It seems to be almost too good to be true that the middle decade of the twentieth century, that is 1955, should have been the divide between the old order and the new. So many of the accepted customs and taboos of previous centuries were broken down or swept away as ‘modern’ ideas and methods took their place. While younger people readily took to the new ways, older people clung to what they considered were the best, whether in fashion or food, grammar schools or comprehensives. The clash between the old ways and the new thinking was likely to show itself most strongly where child rearing was concerned, especially if mothers were much in evidence to influence their daughters and daughters-in-law when the young women became pregnant. In a previous book, A 1950s Housewife, we met a group of women who volunteered their personal experiences of married life in that decade. In this volume, they and others reveal something of the advice and problems they encountered in bringing up their babies. The one thing that a young mother never lacked was being told how she should manage her child. The debate on the ‘correct’ way to rear a child continues today, just as it has done from time immemorial.

The most illustrious mother of the 1950s was HRH Princess Elizabeth who already had two small children when she became queen following the death of her father King George VI in 1952. The two young princesses, Elizabeth and Margaret Rose had had the benefit of growing up in a loving family, enjoying a very close relationship with their parents, quite unlike the rigid, regimented childhood the king and his siblings had known. However, the very nature of their position in society meant that royal children would be raised in entirely different circumstances from the mainstream population; their day-to-day care would fall to nannies and nursemaids, and contact with their parents would be limited. Whereas the norm for the general population at that time was for the child to spend most of its early years in close proximity to its mother who looked after its needs, while its father provided for them all by working and thus was a more remote figure in the child’s life.

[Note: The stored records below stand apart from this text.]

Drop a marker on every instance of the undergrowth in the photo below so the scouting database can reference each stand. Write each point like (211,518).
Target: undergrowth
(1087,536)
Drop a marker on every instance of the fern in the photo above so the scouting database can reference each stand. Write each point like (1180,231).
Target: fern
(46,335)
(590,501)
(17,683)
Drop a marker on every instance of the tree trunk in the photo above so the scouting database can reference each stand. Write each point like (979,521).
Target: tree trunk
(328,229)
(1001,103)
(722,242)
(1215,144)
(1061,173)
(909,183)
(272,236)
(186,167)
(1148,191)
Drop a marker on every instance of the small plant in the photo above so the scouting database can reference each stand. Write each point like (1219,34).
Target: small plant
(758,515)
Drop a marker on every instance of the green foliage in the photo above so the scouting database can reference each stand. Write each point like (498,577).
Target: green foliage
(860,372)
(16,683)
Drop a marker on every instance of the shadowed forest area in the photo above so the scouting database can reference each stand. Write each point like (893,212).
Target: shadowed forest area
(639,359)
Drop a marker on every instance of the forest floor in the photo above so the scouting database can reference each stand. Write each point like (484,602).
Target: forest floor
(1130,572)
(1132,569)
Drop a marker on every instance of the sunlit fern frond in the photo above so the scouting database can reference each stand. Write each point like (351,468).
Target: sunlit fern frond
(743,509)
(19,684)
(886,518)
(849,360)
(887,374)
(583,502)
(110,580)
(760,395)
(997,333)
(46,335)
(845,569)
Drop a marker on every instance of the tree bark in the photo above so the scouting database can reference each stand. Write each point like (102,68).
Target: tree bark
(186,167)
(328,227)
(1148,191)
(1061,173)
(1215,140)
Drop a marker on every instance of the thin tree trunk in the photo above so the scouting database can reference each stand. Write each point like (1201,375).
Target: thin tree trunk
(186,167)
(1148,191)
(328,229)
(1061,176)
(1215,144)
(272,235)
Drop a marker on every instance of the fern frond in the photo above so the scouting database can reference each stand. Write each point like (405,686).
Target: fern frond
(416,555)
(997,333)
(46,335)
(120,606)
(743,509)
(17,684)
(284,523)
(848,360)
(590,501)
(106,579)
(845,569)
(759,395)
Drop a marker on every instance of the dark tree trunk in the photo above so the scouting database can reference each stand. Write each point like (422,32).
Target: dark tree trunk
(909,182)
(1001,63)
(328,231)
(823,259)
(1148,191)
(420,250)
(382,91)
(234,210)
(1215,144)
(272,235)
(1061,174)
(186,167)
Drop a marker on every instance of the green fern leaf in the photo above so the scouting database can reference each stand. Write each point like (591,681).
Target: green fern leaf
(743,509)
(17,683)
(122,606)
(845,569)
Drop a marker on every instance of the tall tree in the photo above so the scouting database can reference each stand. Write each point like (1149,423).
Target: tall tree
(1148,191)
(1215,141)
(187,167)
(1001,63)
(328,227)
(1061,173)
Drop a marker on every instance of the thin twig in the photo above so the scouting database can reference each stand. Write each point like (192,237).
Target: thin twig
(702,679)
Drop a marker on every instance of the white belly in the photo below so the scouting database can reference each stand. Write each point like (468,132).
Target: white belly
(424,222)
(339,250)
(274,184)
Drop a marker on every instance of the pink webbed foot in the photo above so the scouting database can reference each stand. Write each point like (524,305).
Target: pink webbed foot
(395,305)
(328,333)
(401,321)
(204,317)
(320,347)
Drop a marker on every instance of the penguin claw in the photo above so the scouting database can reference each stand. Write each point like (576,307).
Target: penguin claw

The difference between the family life experienced by our present queen and that of her father exemplifies some of the attitudes to bringing up children that seem to have existed since civilization began. Such guidance as parents were given in the past rested on the belief that children should not be left to develop freely but, like young animals, they needed to be taught or trained how to do the right thing. How that training was to be achieved was pretty straight forward. The Bible tells us in Proverbs XIII, v.24, that training should be given with love; albeit a love that on occasions has been misinterpreted: ‘He that spares the rod hates his son but he that loves him chastens him betimes.’ That is, the parent who neglects to correct his child really does not care about the child at all the loving parent punishes wrongdoing when necessary. In a later chapter, Proverbs XXII, v.6, we are told: ‘Train up a child in the way he should go: and when he is old, he will not depart from it.’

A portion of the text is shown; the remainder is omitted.